1. The Admissions Committee is interested in learning more about you on both a personal and professional level. Please answer the following (maximum of 300 words for each section):
a. Why are you pursuing a full-time MBA at this point in your life?
b. Define your short and long term career goals post MBA.
c. What is it about Chicago Booth that is going to help you reach your goals?
Because Personal Statements are similar from one application to the next, we have produced the “mbaMission Personal Statement Guide.” We offer this guide to candidates free of charge, via our online store. Please feel free to download your copy today.
For a thorough exploration of Chicago Booth’s academic program/merits, defining characteristics, crucial statistics, social life, academic environment and more, please check out the mbaMission Insider’s Guide to Chicago Booth.
2. Chicago Booth is a place that challenges its students to stretch and take risks that they might not take elsewhere. Tell us about a time when you took a risk and what you learned from that experience (maximum of 750 words).
The first sentence of this essay question is a “red herring.” Chicago Booth need not play in your response. In fact, we would actually advise against tying the school in. Instead, focus on the second sentence – discussing a time when you took a risk and the learning that occurred thereafter.

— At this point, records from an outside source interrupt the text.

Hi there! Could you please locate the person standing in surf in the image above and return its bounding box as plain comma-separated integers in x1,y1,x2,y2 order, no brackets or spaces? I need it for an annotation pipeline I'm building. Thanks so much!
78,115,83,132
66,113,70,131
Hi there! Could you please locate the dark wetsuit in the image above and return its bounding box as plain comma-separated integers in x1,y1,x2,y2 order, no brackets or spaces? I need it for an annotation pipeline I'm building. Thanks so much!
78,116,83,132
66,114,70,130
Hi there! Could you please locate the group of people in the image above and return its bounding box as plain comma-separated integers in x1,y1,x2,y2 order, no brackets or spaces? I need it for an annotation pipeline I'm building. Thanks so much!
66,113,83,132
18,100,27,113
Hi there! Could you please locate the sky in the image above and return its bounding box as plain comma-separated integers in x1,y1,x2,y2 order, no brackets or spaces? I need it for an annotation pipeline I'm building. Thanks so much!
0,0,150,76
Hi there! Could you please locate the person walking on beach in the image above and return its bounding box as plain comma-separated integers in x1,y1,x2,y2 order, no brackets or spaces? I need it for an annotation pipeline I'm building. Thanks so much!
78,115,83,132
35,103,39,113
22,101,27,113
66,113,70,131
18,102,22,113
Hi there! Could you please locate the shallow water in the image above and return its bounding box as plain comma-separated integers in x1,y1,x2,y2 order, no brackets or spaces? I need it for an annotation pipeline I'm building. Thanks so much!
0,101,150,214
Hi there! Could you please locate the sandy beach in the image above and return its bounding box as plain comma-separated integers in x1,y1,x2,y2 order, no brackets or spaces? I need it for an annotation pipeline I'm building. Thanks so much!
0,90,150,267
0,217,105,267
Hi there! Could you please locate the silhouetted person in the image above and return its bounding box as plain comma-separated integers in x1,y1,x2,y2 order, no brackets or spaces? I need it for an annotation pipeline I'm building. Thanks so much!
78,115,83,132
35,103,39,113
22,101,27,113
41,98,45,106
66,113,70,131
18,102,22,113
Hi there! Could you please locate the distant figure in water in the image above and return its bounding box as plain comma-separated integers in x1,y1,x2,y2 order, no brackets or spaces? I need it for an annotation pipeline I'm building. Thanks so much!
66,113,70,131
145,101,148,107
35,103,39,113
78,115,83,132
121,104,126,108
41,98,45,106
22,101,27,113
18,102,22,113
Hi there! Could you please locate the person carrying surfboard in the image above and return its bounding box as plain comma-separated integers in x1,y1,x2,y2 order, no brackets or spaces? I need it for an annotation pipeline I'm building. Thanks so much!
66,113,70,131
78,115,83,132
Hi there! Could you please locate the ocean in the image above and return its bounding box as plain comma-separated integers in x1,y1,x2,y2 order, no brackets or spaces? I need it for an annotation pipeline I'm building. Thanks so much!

For those of you who are conservative and risk averse, you should not worry if you have not taken a significant entrepreneurial/financial risk to date. You might have taken a risk in choosing one career track over another or in championing a professional project that stretched your team/managerial skills/capabilities. Maybe you stepped out of your traditional role/leadership style by initiating a new project via your community endeavors. Of course, an entrepreneurial endeavor is fair game, but few will have such stories. So, you should not feel disadvantaged if the risk you have taken will not send chills down the spine of the AdCom. The AdCom really just wants to know that you have pushed yourself.

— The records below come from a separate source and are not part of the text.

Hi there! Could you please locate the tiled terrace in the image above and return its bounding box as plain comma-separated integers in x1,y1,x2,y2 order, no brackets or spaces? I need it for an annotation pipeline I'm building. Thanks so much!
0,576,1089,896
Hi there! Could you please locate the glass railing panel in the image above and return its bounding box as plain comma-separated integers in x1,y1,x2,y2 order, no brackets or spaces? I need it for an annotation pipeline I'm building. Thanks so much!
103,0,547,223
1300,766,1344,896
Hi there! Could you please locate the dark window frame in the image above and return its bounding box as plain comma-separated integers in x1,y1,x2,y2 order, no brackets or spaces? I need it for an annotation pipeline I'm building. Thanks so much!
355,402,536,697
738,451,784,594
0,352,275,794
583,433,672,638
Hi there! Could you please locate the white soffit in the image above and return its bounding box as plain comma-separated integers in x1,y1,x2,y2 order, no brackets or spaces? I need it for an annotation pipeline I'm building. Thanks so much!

You might want to start your essay by placing the reader in the middle of the situation that arose due to the risk taken or you might start by showing how the situation evolved and how you made your decision to pursue one of two competing paths. Regardless of how you approach your essay, you should not just focus on the risk itself but how you weighed your options and what you learned – whether you succeeded or failed. Your ability to reflect and discuss takeaways from the experience will be crucial.
3. At Chicago Booth, we teach you HOW to think rather than what to think. With this in mind, we have provided you with “blank pages” in our application. Knowing that there is not a right or even a preferred answer allows you to demonstrate to the committee your ability to navigate ambiguity and provide information that you believe will support your candidacy for Chicago Booth.

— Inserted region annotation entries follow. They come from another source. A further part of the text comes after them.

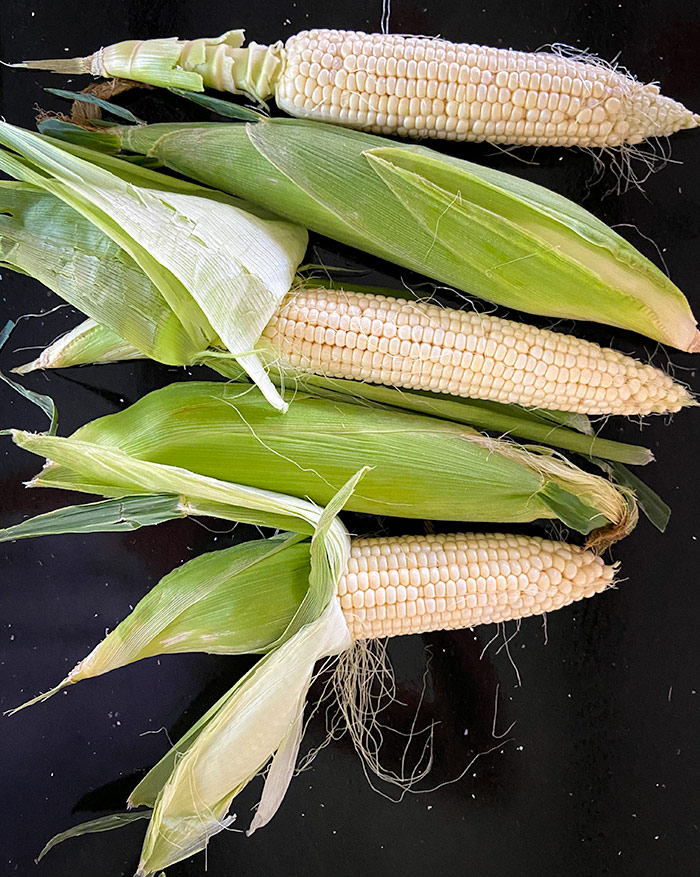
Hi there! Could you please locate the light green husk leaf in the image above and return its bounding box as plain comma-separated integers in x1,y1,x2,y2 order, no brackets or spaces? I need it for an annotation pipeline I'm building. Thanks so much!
12,320,144,375
16,382,634,534
6,420,366,874
11,532,310,713
106,119,700,351
130,475,358,875
36,810,151,864
11,29,285,103
0,123,307,410
0,496,185,542
138,600,350,875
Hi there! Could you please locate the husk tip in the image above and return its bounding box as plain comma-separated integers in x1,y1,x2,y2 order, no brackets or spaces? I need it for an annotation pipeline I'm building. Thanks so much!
8,55,92,75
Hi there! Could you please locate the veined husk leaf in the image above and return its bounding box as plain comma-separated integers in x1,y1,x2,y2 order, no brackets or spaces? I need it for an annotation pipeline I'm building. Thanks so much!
0,495,186,542
36,811,151,864
12,532,310,713
16,382,634,533
101,119,700,351
130,466,358,875
0,123,307,409
12,320,143,375
0,177,651,465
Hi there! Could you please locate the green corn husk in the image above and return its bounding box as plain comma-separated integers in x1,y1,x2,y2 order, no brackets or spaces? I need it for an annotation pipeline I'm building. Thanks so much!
9,382,636,541
12,528,311,713
50,117,700,351
0,183,652,465
6,420,364,875
0,122,307,410
8,320,654,466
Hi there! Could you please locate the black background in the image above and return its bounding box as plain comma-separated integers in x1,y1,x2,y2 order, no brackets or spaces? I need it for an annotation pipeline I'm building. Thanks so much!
0,0,700,877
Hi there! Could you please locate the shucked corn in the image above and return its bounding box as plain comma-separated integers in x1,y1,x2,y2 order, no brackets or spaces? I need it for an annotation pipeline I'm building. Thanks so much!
276,29,699,147
338,533,615,639
18,28,700,147
263,289,692,415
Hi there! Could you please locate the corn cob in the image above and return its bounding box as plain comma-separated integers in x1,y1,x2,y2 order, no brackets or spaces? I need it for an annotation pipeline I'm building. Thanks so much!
94,119,700,352
17,28,700,148
263,289,694,415
338,533,616,639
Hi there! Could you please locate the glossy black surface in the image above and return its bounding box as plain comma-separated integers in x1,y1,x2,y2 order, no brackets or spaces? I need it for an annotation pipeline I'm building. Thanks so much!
0,0,700,877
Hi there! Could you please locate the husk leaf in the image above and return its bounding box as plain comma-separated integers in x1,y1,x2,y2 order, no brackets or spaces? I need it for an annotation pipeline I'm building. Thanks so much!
16,382,629,533
0,123,307,409
114,119,700,350
11,521,310,713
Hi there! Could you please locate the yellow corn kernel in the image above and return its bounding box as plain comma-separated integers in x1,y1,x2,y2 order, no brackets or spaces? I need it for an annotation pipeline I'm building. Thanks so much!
337,533,616,639
263,289,693,415
275,28,698,147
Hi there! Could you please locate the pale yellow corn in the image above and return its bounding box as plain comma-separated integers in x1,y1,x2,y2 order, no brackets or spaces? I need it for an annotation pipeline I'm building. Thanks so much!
275,29,700,147
337,533,616,639
20,28,700,148
263,289,693,415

Most AdComs will give you little flexibility and so you will be constrained by their questions – what if a great story does not fit the questions asked? Chicago Booth does away with one question altogether and gives you a blank slate. This flexibility may seem daunting, but it is actually a phenomenal opportunity to give the AdCom a complete/optimal picture of yourself.
Before you even consider your approach to the blank space, you should take a step back, brainstorm and create a “life inventory” of sorts. By cataloguing your most profound experiences, accomplishments and relationships, you will hopefully have a rich trove from which to draw as you start to write. While this essay need not be a catchall — you can focus quite narrowly on a single experience if appropriate — most candidates will benefit by developing a broad image of themselves, revealing a unique set of experiences/accomplishments. Once you have determined which information you want to provide, you can then focus on how you want to present it. (As the Chicago admissions committee notes, this is not an exercise in graphic design. So, you should not fret or hire a creative to work on your presentation if you do not have design skills. You can show creativity and thought, even through a basic approach!)
As you contemplate your structure, you should maintain an open mind. You might look around your room or office and see what jumps out at you. That travel guide to Turkey may inspire you to create a few pages of a travel guide to your apartment (which is in itself an inventory of your life) or a faux country based on you – your banged up briefcase may inspire you to tell the story of how, where and why each scratch occurred. (Don’t use either of these approaches!) Your approach need not be “off the wall” — it just needs to be an expression of you. That written, your only limitation is your imagination (and ability to execute).